Privacy Law Prevents Gun Background Checks

by on February 5th, 2004

Under the concealed-carry gun law signed by Gov. Taft, people who have been committed to mental-health facilities are to be denied permits. However, sheriff’s department investigators are only able to determine if a person has been committed to a facility when it was done in accordance with a court order. There is no way to determine the number or names of those committed by a family member or guardian due to the privacy provisions of the Health Insurance Portability and Accountability Act (HIPAA). As federal law, all hospitals, clinics and other health-care providers are prohibited by HIPAA from releasing patient medical records.

The number of people involved is not insignificant. About 200 people have been committed to state mental hospitals in Ohio without a court order. Private facilities house an additional 3,000 beds, but no patient information is shared so it’s unknown how many of those beds are even occupied. So, at any conceivable time, a few hundred, a thousand, or more Ohioans could be authorized to carry concealed weapons after having been committed to a mental institution.
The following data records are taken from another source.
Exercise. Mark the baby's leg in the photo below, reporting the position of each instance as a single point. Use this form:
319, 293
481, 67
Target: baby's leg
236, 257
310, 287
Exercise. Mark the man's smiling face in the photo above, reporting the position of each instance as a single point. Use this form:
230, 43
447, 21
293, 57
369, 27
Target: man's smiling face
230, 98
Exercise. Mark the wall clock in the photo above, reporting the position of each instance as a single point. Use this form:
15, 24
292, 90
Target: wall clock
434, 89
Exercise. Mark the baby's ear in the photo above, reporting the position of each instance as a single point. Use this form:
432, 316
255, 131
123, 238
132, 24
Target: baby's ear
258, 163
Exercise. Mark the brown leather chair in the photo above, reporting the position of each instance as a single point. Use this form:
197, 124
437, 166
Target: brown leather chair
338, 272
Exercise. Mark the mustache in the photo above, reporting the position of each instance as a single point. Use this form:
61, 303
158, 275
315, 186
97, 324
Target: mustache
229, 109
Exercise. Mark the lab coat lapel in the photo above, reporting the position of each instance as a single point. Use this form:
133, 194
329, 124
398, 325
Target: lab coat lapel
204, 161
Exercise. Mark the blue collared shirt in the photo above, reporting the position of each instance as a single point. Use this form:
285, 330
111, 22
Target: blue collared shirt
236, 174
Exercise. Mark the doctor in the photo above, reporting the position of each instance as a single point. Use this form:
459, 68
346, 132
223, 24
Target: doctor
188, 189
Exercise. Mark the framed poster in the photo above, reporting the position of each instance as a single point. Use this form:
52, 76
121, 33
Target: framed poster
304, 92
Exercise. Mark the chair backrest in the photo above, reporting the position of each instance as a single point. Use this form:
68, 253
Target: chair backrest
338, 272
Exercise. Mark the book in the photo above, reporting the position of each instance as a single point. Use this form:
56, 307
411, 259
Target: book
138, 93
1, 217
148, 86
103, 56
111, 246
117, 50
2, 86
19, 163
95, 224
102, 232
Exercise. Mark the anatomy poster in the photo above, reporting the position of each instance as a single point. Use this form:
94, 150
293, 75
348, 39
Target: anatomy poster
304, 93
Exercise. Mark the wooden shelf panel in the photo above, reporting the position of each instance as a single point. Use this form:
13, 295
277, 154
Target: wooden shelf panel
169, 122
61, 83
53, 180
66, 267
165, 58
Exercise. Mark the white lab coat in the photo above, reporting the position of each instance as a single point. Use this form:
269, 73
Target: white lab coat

The Ohio Attorney General’s office is reviewing the concealed-carry law and how HIPAA affects it. Of note is that neither of the adjacent states of Kentucky and Indiana have access to private patient records, but do deny permits to those ruled mentally ill by the courts.

The Ohio concealed-carry law goes into effect on April 8th, but applications for permits will probably not be accepted before June. In the interim, rules and procedures governing the permit process will be established.

Based upon empirical evidence, it’s not unusual to find that irrational killers have documented histories of mental problems. It seems imprudent, if not reckless, to prevent investigators from accessing these histories when reviewing for suitability to carry a concealed weapon.